PHYSICISTS at The Australian National University (ANU) have found a way to make atomic force microscopes ultra-sensitive - by using lasers.
The technique uses laser beams to cool a nanowire probe to minus 265 degrees Celsius. This makes the atomic-force microscope probes 20 times more sensitive than normal, allowing them to sense the weight of a large individual virus that is 100 billion times lighter than a mosquito.
The development could be used to improve the resolution of atomic-force microscopes, which are the state-of-the-art tool for measuring nanoscopic structures and the tiny forces between molecules.
Atomic force microscopes achieve extraordinarily sensitivity measurements of microscopic features by scanning a wire probe over a surface. The specific wire probe used by the ANU team was a 200nm-wide silver gallium nanowire coated with gold, around 500 times finer than a human hair.

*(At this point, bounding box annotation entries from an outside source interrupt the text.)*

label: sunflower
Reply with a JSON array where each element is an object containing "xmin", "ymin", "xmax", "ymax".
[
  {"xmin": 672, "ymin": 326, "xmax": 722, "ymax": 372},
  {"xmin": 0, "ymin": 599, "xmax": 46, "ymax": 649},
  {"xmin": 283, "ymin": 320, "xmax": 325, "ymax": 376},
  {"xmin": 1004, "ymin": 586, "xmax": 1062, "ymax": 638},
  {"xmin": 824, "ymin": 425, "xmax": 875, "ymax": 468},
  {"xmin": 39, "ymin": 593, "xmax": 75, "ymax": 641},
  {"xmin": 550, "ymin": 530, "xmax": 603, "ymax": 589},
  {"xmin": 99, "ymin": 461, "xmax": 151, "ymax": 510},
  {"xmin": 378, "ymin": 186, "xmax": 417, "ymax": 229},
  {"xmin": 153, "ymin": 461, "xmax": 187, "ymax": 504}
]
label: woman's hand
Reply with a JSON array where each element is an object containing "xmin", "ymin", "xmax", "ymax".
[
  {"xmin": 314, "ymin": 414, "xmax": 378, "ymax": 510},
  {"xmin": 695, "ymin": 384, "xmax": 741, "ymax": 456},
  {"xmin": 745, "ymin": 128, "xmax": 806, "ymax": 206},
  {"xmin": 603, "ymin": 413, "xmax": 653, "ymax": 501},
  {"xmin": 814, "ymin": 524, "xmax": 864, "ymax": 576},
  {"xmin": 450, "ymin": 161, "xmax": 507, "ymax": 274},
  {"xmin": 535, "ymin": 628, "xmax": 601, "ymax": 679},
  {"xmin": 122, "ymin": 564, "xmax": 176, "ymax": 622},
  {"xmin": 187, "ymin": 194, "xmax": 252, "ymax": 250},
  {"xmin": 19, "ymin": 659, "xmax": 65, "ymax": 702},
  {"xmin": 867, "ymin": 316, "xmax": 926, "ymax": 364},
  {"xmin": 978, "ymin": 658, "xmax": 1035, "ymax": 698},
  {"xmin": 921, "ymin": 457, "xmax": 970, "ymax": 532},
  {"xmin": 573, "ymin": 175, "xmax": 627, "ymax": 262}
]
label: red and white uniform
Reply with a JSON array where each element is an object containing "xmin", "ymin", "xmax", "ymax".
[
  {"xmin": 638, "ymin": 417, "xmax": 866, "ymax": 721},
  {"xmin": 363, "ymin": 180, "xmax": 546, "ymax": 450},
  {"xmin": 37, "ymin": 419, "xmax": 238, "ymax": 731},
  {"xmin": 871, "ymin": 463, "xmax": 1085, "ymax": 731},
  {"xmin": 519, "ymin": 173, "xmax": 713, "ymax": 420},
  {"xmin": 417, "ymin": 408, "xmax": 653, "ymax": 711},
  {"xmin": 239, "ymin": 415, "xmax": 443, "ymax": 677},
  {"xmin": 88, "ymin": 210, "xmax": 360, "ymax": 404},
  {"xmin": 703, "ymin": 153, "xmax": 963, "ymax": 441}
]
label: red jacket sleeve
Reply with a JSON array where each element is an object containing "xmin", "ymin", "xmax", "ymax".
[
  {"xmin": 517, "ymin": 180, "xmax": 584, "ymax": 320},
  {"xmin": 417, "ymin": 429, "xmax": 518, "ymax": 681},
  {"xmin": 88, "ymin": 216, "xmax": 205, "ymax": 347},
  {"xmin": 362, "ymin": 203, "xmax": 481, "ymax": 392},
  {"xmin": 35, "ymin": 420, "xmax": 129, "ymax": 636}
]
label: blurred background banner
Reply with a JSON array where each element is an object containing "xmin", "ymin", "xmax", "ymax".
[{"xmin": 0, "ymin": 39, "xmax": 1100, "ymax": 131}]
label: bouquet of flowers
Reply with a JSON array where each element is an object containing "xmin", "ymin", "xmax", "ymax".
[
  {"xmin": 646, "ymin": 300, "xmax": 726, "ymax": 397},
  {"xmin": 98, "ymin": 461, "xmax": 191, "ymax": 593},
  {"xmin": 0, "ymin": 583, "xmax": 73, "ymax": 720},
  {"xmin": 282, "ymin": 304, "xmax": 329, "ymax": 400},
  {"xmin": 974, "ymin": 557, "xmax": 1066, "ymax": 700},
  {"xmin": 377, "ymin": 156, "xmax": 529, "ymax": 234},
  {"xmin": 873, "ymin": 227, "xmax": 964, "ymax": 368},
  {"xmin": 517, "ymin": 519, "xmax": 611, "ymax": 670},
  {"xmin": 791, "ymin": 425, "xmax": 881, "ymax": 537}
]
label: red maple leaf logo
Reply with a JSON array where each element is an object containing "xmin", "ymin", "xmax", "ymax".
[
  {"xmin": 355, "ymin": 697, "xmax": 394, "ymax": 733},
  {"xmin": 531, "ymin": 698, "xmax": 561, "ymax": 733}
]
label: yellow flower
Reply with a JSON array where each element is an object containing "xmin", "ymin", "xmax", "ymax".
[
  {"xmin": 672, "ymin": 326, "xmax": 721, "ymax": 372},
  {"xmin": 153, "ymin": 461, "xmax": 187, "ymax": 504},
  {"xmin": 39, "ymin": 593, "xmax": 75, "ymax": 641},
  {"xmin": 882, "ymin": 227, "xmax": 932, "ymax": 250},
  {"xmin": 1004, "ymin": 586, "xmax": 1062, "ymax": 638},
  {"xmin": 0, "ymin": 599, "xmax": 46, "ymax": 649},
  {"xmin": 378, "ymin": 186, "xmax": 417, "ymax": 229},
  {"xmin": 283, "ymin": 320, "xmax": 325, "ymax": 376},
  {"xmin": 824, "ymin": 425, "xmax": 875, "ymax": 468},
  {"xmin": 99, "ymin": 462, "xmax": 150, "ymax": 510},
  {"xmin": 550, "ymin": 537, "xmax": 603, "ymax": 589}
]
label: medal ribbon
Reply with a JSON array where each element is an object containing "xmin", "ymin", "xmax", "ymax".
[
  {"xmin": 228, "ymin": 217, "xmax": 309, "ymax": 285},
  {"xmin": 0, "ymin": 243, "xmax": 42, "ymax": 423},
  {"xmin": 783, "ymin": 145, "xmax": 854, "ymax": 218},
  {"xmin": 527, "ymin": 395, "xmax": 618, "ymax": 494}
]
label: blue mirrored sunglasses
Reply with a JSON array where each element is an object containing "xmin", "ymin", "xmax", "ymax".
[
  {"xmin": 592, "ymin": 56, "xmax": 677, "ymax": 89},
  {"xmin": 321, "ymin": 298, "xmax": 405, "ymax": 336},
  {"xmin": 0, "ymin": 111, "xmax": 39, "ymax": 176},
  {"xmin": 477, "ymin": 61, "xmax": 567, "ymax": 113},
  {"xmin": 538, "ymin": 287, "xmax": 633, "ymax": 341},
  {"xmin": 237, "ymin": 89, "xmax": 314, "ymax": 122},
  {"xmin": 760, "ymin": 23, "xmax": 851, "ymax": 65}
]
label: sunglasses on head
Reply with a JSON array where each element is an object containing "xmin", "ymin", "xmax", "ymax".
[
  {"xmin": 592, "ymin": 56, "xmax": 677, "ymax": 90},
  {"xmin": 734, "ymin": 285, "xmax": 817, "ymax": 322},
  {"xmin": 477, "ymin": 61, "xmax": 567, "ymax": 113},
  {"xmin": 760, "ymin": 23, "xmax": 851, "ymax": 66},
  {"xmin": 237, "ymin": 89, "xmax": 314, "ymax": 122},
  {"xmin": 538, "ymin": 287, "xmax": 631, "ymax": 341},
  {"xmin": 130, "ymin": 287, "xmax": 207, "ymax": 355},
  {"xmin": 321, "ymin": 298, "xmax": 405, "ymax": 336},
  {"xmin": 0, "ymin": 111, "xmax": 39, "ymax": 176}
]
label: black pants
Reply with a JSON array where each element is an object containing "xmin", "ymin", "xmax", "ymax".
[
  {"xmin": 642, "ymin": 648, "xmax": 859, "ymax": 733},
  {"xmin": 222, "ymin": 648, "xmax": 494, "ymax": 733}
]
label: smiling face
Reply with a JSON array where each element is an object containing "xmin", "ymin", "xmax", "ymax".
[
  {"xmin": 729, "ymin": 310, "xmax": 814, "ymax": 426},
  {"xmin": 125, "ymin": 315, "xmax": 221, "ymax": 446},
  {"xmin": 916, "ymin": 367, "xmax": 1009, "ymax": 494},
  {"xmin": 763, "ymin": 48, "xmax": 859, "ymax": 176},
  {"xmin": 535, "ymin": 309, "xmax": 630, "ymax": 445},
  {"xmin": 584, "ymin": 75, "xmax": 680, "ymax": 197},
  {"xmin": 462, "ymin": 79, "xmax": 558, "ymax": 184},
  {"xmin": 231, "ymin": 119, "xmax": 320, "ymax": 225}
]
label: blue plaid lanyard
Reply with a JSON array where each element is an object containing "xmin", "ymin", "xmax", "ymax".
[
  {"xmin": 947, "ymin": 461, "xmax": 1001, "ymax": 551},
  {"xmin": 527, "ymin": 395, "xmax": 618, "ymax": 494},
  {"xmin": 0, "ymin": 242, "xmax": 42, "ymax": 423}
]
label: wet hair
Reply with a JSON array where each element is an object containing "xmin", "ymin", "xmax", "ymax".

The sensitivity of the probes are limited by vibration, which introduces noise into measurements.
The laser is used to stop the vibration.
“The laser makes the probe warp and move due to heat. But we have learned to control this warping effect and were able to use the effect to counter the thermal vibration of the probe,” said Giovanni Guccione, a PhD student on the team.
The researchers noted that the probe cannot be used while the laser is on as the laser effect overwhelms the sensitive probe. So the laser has to be turned off and any measurements quickly made before the probe heats up within a few milliseconds. By making measurements over a number of cycles of heating and cooling, an accurate value can be found.